The prime task of the new parliament, the first elected since an uprising swept Hosni Mubarak from power last year, will be to pick a 100-strong assembly to write a new constitution.
Liberals fear that sweeping gains by Islamists in elections will put faith-based parties in the driving seat and lead to more religious strictures.
Islamists insist they want an inclusive government and a constitution that represents all Egyptians.
"No political stream or popular group will be eliminated from this political process," said Emad Abdel Ghaffour, head of the Islamist al-Nour party. "The proportional weight of these parties and their competencies will be taken into consideration."
The FJP, which secured the biggest bloc in the parliamentary election, is proposing its Secretary-General Mohamed al-Katatni for speaker, its head Mohamed Morsi said after meeting other key parties.
"The parties meeting today have agreed to respect the popular will that formed the parliament and was expressed in the vote results," Morsi told reporters. "The party with the proportional majority would field a candidate for the parliament speaker post."
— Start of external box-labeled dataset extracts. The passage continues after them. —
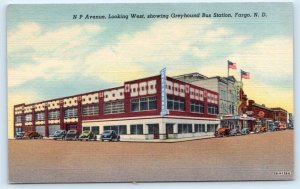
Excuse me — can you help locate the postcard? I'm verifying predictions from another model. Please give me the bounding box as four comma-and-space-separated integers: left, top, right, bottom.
7, 3, 294, 183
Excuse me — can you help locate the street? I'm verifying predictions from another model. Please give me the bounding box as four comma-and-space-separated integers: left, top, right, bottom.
8, 130, 294, 183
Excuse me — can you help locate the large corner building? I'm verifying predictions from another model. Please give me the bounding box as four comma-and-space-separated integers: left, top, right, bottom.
14, 75, 220, 140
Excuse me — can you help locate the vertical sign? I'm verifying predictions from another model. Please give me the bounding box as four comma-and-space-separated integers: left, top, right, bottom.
160, 68, 168, 116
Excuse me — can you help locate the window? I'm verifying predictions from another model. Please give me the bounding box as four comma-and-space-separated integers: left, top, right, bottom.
166, 123, 174, 134
65, 108, 77, 118
131, 96, 157, 112
16, 115, 22, 123
148, 124, 159, 134
130, 124, 144, 135
191, 101, 204, 113
207, 104, 218, 114
221, 90, 227, 100
104, 100, 124, 114
15, 127, 22, 133
167, 97, 185, 111
178, 124, 193, 133
91, 126, 100, 135
48, 110, 60, 120
25, 114, 32, 121
82, 104, 99, 115
82, 127, 90, 131
103, 125, 127, 135
207, 124, 218, 132
35, 112, 45, 121
194, 124, 205, 133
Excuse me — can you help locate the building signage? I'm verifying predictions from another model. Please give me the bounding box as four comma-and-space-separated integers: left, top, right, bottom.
160, 68, 168, 116
246, 111, 253, 115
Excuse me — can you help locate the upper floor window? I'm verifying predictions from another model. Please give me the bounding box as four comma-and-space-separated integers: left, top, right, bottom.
104, 100, 124, 114
207, 104, 218, 114
191, 101, 204, 113
168, 97, 185, 111
16, 115, 22, 123
35, 112, 45, 121
25, 114, 32, 121
131, 96, 157, 112
48, 110, 60, 120
82, 104, 99, 115
64, 108, 78, 118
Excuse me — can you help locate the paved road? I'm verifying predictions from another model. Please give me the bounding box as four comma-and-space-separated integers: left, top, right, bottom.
9, 130, 294, 183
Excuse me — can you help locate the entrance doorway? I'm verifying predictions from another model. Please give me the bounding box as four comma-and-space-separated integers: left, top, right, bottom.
166, 123, 174, 139
148, 124, 159, 139
67, 124, 77, 131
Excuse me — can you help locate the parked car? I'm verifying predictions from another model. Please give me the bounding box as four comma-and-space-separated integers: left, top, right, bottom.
254, 126, 267, 134
101, 130, 120, 141
269, 124, 278, 131
241, 128, 250, 135
78, 131, 97, 140
65, 130, 79, 140
53, 130, 67, 140
229, 128, 242, 136
260, 127, 267, 133
278, 124, 286, 131
215, 128, 230, 137
16, 132, 25, 139
24, 131, 43, 139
Under the agreement between parties which included liberal and Islamists groups, the two deputy speaker posts would go to the Nour party, runners up in the vote, and the party with the next biggest number of votes.
FJP is projected to secure 232 seats, or 46 percent, while the more hardline Nour party, which advocates the strict application of Islamic law, has 113 seats, or 23 percent.
Two liberal groupings, the Wafd Party and the Egyptian Bloc, are projected to come in third and fourth, but the full results of the staggered election that began in November have yet to be announced because votes in some areas are going to be run again.
Wafd, which trailed Islamists in the vote, wasn't part of the deal but said it will decide its position on Thursday.
"We weren't informed of anything and weren't part of any talks," said Wafd's secretary general Foad Badrawy. "The issue will be discussed on Thursday and we will decide."
The Egyptian bloc is an alliance of three liberal and leftist groups.
Members of parliament will choose the speaker and his two deputies when they gather for the first time on January 23.